Biology of blood and marrow transplantation : journal of the American Society for Blood and Marrow Transplantation, Volume 17, Issue 4, p.443-54 (2011)

Keywords:

2011, Clinical Research Division, Clinical Trials as Topic, Education, Hematologic Neoplasms, hematopoietic stem cell transplantation, Humans, Monitoring, Physiologic, Multicenter Studies as Topic, National Cancer Institute (U.S.), Neoplasm, Residual, Practice Guidelines as Topic, RECURRENCE, Transplantation, Homologous, United States

Abstract:

The National Cancer Institute's First International Workshop on the Biology, Prevention, and Treatment of Relapse after Allogeneic Hematopoietic Stem Cell Transplantation was organized and convened to identify, prioritize, and coordinate future research activities related to relapse after allogeneic hematopoietic stem cell transplantation (allo-HSCT).
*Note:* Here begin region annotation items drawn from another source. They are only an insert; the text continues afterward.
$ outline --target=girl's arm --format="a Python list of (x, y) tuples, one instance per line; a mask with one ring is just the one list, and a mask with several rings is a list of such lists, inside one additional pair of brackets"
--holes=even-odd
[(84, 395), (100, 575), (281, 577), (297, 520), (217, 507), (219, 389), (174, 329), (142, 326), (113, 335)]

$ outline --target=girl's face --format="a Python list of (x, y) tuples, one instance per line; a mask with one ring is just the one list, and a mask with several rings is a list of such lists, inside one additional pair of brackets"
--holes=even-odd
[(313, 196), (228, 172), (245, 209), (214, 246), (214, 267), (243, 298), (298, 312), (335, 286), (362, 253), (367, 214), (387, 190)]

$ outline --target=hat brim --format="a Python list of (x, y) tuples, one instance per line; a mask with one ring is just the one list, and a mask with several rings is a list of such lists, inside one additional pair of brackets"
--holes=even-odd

Each of the Workshop's 6 Working Committees has published individual reports of ongoing basic, translational, and clinical research and recommended areas for future research related to the areas of relapse biology, epidemiology, prevention, and treatment. This document summarizes each committee's recommendations and suggests 3 major initiatives for a coordinated research effort to address the problem of relapse after allo-HSCT: (1) to establish multicenter correlative and clinical trial networks for basic/translational, epidemiologic, and clinical research; (2) to establish a network of biorepositories for the collection of samples before and after allo-HSCT to aid in laboratory and clinical studies; and (3) to further refine, implement, and study the Workshop-proposed definitions for disease-specific response and relapse and recommendations for monitoring of minimal residual disease. These recommendations, in coordination with ongoing research initiatives and transplantation organizations, provide a research framework to rapidly and efficiently address the significant problem of relapse after allo-HSCT.